The company, which had threatened to shake up the property market with its low-cost model, put itself up for sale in February after issuing a string of profit warnings that resulted in its market value plunging to just £30m.
Shares in Purplebricks plunged more than 40% on Wednesday, giving the company a market capitalisation of just over £2m, as the fire sale all but wiped out shareholders.
As part of the deal, Strike intends to embark on a cost-cutting drive that includes “reducing the employee base” at Purplebricks.
“While this will require comprehensive planning, Strike has indicated it would like to complete this planning and initiate a redundancy consultation process, with the company’s assistance, that would likely involve all of the company’s employees as soon as practicable and possibly prior to completion [of the deal],” Purplebricks said.
“Strike has however assured the board that its firm intention is to grow the business, which will require continued employee support and that any employees affected by redundancy will be treated fairly and equitably, consistent with Strike’s culture of respect.”
The company’s board said all of the advanced talks held with potential suitors involved “some proposals to reduce or otherwise change the company’s workforce”.
Purplebricks admitted it was “disappointed” with the value of the deal, which would result in Strike assuming most of its liabilities, but said no better offers emerged during the sale process.

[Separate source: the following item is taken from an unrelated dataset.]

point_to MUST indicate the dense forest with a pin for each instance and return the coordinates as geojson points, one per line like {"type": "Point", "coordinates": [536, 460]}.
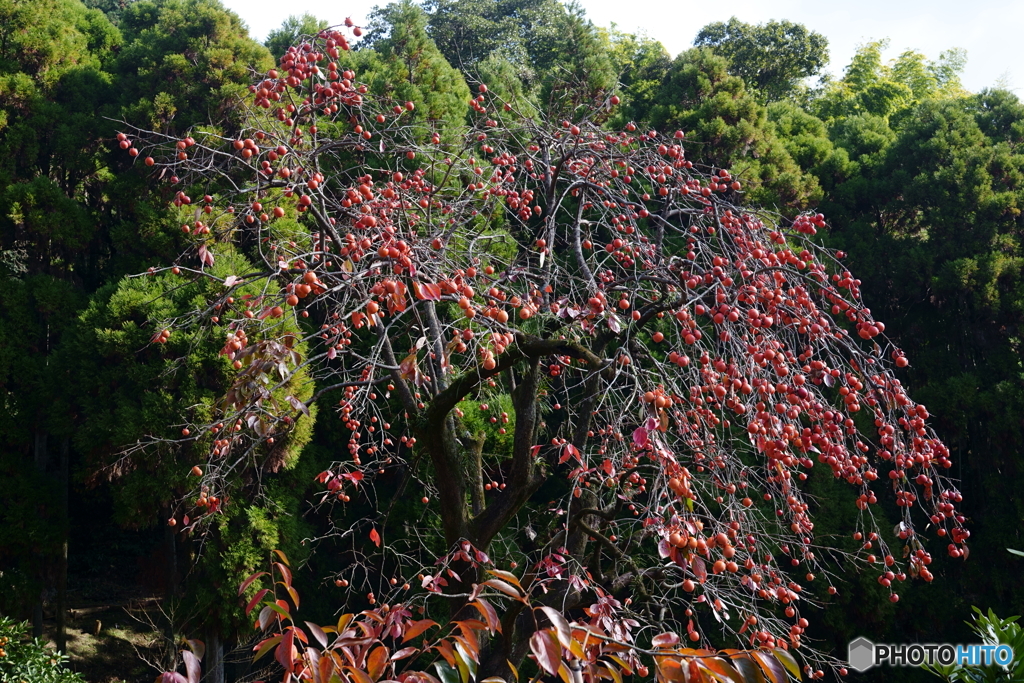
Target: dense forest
{"type": "Point", "coordinates": [921, 183]}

Under the terms of the deal, Purplebricks will use about £5.5m in cash it has on its balance sheet to pay expenses and costs not covered by Strike, leaving shareholders around £2m in proceeds from the sale.
“I am disappointed with the financial value outcome, both as a 5% shareholder myself and for shareholders who have supported the company under my and the board’s stewardship,” the Purplebricks chair, Paul Pindar, said.
“However, there was no other proposal or offer which provided a better return for shareholders, with the same certainty of funding and speed of delivery necessary to provide the stability the company needs.”
The company’s five biggest shareholders are the German publisher Axel Springer, which holds a 26.5% stake, JNE Partners (11%), Momentum Global Investment Management (7%), Pindar (5%) and Hargreaves Lansdown Asset Management (5%).
Dunstone, who founded businesses including Carphone Warehouse and TalkTalk, said that the deal represented a “positive outcome” for homebuyers and sellers.
He is a partner at Freston Ventures, the joint main shareholder in Strike. He was worth an estimated £815m in 2022 as his wealth swelled by £40m, according to the Sunday Times.
The strategic review of Purplebricks kicked off in February – which included looking at an equity fund raise – reportedly sparked interest from the company’s co-founder Michael Bruce.
Bruce, who co-founded the business with brother Kenny in 2012, presides over the intellectual assets of Boomin, a property portal he founded after standing down as chief executive of Purplebricks in 2019. Boomin was forced into liquidation last year after failing to secure new funding.
Helena Marston, the chief executive of Purplebricks, said the deal has allowed the company to secure a “solvent outcome” that also “preserves” its consumer brand name in the market. She will resign after completion of the deal.
Dunstone said: “Purplebricks has dramatically changed the industry by driving down the cost of estate agency [fees] and we aim to combine its significant brand recognition with an even more disruptive model.
“In bringing together the two brands, we will supercharge Strike’s mission to democratise house selling by empowering customers.”
Purplebricks launched in 2014 and received early backing from Neil Woodford, the former star stockpicker. It floated on London’s junior market, Aim, in December 2015.